6 ways to ensure a company has true supply chain execution convergence

For logistics-driven companies, advances in mobile computing and communications in the last decade now are leading toward what Gartner, a leading information technology research and advisory company, has called true supply chain execution convergence. However, corporate executives and planners should proceed carefully in positioning their companies to get the highest return on their investment in converging supply chain execution technologies.

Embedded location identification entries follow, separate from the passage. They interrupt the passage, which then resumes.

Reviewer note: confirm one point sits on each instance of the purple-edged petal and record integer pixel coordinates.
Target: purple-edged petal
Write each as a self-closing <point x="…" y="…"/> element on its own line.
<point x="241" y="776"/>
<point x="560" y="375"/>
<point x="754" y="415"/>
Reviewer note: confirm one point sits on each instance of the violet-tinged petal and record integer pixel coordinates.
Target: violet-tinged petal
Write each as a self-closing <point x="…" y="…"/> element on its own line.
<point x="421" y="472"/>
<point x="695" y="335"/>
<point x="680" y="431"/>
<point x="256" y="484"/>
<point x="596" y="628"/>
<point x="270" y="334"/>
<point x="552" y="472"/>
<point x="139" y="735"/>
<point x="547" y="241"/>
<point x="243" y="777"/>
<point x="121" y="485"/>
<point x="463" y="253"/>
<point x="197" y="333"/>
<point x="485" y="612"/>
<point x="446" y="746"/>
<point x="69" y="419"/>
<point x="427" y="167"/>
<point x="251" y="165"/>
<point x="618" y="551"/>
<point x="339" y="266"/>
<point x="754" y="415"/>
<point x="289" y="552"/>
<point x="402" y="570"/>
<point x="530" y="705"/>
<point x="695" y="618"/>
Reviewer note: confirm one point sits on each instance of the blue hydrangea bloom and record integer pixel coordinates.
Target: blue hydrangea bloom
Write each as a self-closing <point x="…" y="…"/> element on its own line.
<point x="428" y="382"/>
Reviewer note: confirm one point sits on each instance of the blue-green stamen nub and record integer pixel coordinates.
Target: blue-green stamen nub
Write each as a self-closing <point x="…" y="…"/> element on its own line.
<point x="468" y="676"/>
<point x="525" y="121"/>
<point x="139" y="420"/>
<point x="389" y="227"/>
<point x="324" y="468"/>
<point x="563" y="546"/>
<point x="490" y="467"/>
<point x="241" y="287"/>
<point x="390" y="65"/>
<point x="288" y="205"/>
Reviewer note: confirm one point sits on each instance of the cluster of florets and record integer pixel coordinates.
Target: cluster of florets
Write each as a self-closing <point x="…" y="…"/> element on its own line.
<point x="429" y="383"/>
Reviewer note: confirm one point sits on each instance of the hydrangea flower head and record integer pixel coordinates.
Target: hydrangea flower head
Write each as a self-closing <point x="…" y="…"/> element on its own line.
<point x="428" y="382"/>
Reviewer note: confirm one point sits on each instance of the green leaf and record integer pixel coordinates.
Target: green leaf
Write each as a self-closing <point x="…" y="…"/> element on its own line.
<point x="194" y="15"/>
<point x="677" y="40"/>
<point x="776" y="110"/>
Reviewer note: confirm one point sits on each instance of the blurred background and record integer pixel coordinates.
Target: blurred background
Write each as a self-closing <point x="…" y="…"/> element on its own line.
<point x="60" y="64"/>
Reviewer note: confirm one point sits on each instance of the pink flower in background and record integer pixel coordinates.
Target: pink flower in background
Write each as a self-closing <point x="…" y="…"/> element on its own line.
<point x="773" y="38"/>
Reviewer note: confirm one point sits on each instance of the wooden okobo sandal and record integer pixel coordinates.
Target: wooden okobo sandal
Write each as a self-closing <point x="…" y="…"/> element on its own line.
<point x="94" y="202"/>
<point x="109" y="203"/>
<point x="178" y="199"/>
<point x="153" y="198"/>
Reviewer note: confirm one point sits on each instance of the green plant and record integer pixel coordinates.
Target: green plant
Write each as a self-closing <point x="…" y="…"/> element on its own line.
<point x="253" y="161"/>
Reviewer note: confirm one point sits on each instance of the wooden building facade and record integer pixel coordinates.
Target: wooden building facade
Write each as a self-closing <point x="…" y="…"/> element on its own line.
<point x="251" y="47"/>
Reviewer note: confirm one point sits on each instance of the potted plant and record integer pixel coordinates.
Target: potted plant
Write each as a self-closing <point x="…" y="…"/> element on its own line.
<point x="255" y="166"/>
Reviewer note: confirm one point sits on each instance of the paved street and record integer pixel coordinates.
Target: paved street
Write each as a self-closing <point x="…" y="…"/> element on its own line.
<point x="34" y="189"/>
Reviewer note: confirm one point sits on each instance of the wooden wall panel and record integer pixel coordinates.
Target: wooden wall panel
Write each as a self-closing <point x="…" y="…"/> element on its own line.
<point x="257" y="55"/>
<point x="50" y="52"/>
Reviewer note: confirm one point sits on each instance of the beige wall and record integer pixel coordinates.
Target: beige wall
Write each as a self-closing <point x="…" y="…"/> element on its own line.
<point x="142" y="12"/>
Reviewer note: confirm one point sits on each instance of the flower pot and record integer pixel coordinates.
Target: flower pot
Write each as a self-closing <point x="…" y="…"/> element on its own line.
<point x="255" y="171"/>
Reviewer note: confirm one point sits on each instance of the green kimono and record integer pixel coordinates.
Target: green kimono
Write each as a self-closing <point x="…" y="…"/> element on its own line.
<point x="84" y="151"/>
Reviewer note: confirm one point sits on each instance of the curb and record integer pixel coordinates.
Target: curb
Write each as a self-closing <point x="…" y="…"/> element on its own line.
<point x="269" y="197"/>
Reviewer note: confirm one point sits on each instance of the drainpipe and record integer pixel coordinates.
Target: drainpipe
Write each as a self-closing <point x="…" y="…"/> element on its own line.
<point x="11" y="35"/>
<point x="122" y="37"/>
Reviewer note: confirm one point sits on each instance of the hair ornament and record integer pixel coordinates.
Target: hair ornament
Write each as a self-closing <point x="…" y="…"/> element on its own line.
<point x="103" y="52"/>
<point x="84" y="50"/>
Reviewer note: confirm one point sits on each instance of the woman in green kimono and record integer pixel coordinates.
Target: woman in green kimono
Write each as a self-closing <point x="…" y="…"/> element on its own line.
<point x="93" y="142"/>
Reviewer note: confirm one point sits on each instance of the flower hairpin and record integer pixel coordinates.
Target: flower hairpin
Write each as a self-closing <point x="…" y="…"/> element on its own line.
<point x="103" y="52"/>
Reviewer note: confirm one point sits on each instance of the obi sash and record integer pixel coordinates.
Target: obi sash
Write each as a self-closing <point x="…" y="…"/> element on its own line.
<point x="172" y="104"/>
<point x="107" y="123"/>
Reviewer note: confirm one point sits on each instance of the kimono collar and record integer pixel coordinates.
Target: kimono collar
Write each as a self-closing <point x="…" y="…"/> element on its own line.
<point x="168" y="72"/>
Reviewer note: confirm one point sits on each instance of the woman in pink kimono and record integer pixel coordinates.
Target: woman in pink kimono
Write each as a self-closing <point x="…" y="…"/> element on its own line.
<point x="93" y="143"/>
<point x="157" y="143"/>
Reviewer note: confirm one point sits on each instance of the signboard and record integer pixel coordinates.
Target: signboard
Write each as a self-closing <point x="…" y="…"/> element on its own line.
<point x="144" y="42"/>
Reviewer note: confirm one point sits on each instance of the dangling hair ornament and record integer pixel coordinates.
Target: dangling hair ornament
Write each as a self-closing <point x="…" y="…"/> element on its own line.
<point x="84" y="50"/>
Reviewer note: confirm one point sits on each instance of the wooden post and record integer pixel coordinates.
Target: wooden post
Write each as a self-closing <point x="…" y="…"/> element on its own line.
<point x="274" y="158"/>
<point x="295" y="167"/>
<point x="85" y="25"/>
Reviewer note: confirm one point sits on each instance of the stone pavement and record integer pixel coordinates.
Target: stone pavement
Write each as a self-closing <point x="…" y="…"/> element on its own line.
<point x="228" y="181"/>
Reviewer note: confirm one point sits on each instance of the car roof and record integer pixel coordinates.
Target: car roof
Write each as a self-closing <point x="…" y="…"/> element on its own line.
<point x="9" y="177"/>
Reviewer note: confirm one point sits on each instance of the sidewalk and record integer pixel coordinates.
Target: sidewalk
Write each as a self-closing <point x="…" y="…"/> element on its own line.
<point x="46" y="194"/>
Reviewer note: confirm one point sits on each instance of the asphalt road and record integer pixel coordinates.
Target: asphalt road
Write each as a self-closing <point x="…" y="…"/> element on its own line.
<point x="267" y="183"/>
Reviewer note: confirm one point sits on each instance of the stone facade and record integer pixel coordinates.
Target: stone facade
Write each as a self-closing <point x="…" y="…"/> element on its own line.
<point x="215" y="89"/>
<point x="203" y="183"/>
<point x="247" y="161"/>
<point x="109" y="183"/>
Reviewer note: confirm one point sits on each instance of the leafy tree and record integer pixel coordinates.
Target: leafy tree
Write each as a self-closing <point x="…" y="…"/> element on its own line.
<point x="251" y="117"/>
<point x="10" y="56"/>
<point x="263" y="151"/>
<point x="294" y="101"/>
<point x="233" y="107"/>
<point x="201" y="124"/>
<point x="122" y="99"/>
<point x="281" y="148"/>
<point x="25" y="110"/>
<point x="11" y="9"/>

Apptricity founder and CEO Tim Garcia outlines six rules of thumb to consider:
 

1. Invest in systems based on service-oriented architecture – Your best bet for the future is to go with a modular-systems approach that allows many separate programs to work together as a defacto unit, or single silicon-based organism. Service-oriented architecture-based systems give companies the ability to design their interface(s) with the system to meet the company’s existing operational terminology and practices, and to mesh with the varying abilities and technology comfort levels of employees in various departments. It also should allow companies to bolt on new applications to address evolving needs as mobile IT and communications technology continue to advance at a breakneck pace.
 

2. Keep it simple by aiming for zero modification implementation – Traditionally, logistics companies bought off-the-shelf management systems and had to modify underlying programming codes significantly to accommodate their terminologies, business practices, and even the physical constraints of their warehouses and vehicles. That’s an expensive process. You can avoid much of that cost by investing in systems that require little or no underlying code modifications when you install, and relatively small code modifications when you upgrade them.
 

3. Keep the focus on users at all levels – The conventional view of logistics systems has been that they’re a necessary evil. The only people who interacted with those systems were warehouse managers and the billing department. Now these systems are in some aspects visible to everyone from the CFO to the customer. It is critical that a logistics system user interface be easy enough for hard-working drivers and warehousemen to input critical data from the field with ease while also packing the analytical capacity needed for managers in marketing, finance, and production who need to draw out critical data in real time.
 

4. Smartphones and tablets aren’t the final answer – Rapid advances in the means and quality of mobile communications has changed logistics management more in the last 15 years than it changed in the previous 1,000 years. So, while your wirelessly connected drivers and warehouse managers might still occasionally wax nostalgic for the days of clipboards and pens, you should be looking ahead toward what will replace smartphones and tablets. Whatever it turns out to be, corporate logistics, IT, and financial managers and planners need to understand the value of current and future alternative user interfaces when acquiring their new logistics management systems.
 

5. Consider the cloud seriously – Cloud-based computing, together with software as a service (SaaS) applications are revolutionizing the business world. Increasingly, logistics companies are being driven to consider the cloud and SaaS solutions because the lower capital commitments and predictable operating costs fit better with evolving business models that are focusing ever more attention on ways to reduce inventory costs while simultaneously increasing logistical flexibility.
 

6. Keep supply chain execution convergence in the forefront of your planning – Corporate managers would be wise to view their logistics management systems of the future as comprehensive, converged platforms that support the entire supply chain. Comprehensive logistics IT platforms will eliminate the need for separate systems along the supply chain as well as the need for expensive and time-consuming patches to make them talk to one another. Converged logistics systems can set up a company to not only reduce and control costs much better, but also to provide faster, more accurate service to customers while reducing logistics workers’ frustration and improving their morale.